Conscientizar o jogador do risco que ele mesmo corre é outra medida preventiva que costuma ser tomado pelos clubes. "Já vi colega que disse que ia tirar o atleta, o atleta sinalizou pro juiz e voltou correndo pro campo", relata o Dr. Walace Espada, do Cruzeiro. "Já houve caso de o atleta insistir no jogo, passar mal no fim e ter lesões graves no cérebro", acrescenta o Dr. Sérgio Paruquer, do Figueirense.

O incidente do lateral esquerdo uruguaio Álvaro Pereira, do São Paulo, que continuou no confronto contra a Inglaterra, na última Copa do Mundo, a contragosto dos médicos após levar joelhada na cabeçada, é citado com frequência.

A própria regra, para alguns, impede que se aja com cautela.

O Dr. Rubens Sampaio, do Palmeiras, sugere que a Fifa adote a substituição excepcional para facilitar o trabalho dos especialistas da saúde. "Muitas vezes você chega pra atender o atleta, ele está razoavelmente recuperado e você precisaria fazer algumas perguntas, alguns testes.

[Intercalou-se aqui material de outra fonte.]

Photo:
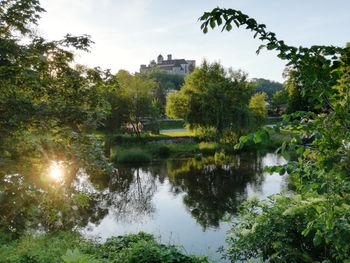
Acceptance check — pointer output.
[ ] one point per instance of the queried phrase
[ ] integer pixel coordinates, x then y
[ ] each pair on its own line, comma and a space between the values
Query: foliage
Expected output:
313, 225
257, 104
71, 248
134, 101
279, 102
213, 97
47, 106
267, 86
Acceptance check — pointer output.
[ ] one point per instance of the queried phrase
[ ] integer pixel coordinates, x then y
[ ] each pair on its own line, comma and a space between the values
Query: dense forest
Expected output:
54, 109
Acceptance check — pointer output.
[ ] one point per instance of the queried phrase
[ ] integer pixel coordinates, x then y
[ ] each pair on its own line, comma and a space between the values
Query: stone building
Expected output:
170, 65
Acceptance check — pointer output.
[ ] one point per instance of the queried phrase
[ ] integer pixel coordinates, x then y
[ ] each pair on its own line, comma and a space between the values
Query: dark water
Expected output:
183, 202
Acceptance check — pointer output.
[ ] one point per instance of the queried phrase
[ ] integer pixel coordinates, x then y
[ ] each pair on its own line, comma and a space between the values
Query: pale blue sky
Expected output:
132, 32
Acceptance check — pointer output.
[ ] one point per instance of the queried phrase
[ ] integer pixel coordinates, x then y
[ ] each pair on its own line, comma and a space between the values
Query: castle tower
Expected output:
160, 59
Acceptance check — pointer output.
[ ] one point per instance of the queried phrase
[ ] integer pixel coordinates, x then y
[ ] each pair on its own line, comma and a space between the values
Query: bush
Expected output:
133, 156
71, 248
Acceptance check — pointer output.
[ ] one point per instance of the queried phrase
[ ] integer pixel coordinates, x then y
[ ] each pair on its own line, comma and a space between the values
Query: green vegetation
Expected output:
171, 124
213, 97
267, 86
68, 247
56, 113
313, 225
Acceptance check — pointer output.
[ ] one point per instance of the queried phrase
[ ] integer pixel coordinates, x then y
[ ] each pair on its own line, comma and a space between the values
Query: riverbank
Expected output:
128, 149
70, 247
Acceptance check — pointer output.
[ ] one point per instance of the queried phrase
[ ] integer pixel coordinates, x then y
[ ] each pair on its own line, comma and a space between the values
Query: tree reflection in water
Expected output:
214, 189
130, 193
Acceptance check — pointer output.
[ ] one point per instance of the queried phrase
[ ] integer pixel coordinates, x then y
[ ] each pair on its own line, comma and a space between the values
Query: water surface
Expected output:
184, 201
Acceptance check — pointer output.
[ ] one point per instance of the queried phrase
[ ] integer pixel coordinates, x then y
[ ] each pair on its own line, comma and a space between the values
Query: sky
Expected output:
128, 33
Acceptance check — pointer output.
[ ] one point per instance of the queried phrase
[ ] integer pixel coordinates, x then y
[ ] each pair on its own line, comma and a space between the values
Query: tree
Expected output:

Hoje, a regra atrapalha, ficar com 11 contra 10 faz bastante diferença no jogo. A Fifa poderia pensar numa substituição temporária para que você consiga fazer uma avalição melhor sem que tenha prejuízo em campo."

"Não tem muito o que fazer hoje, tem como tirar o jogador, mas como a maioria não entende o que está acontecendo, a repercussão é muito grande. Se a gente tira um atleta que é exponencial do time, aquele cara que vai definir, é complicado", reforça o Dr. Steinberg Vasconcelos, diretor médico do Sport.

Segundo o Dr. Milton Nagai, do Coritiba, foi levado à Fifa recentemente um pedido para que o árbitro tenha a liberdade de interromper as partidas por três minutos para que se faça a avaliação adequada.

Jorge Pagura, coordenador do comitê de assuntos médicos da Federação Paulista de Futebol - FPF - e presidente da comissão nacional de médicos da CBF, não acredita que a substituição temporária possa ser adotada a curto prazo - "depende de um comitê técnico da Fifa" -, mas revela que a parada estratégica citada por Nagai poderá ser introduzida no próximo Campeonato Paulista.

Além disso, um novo estudo sobre lesões foi preparado pela FPF por meio de tablets distribuídos a dez clubes paulistas nas principais divisões do futebol brasileiro, mas a entidade tem tido dificuldades para receber informações. Um destes clubes sequer retirou o tablet na federação e os demais não têm enviado os dados.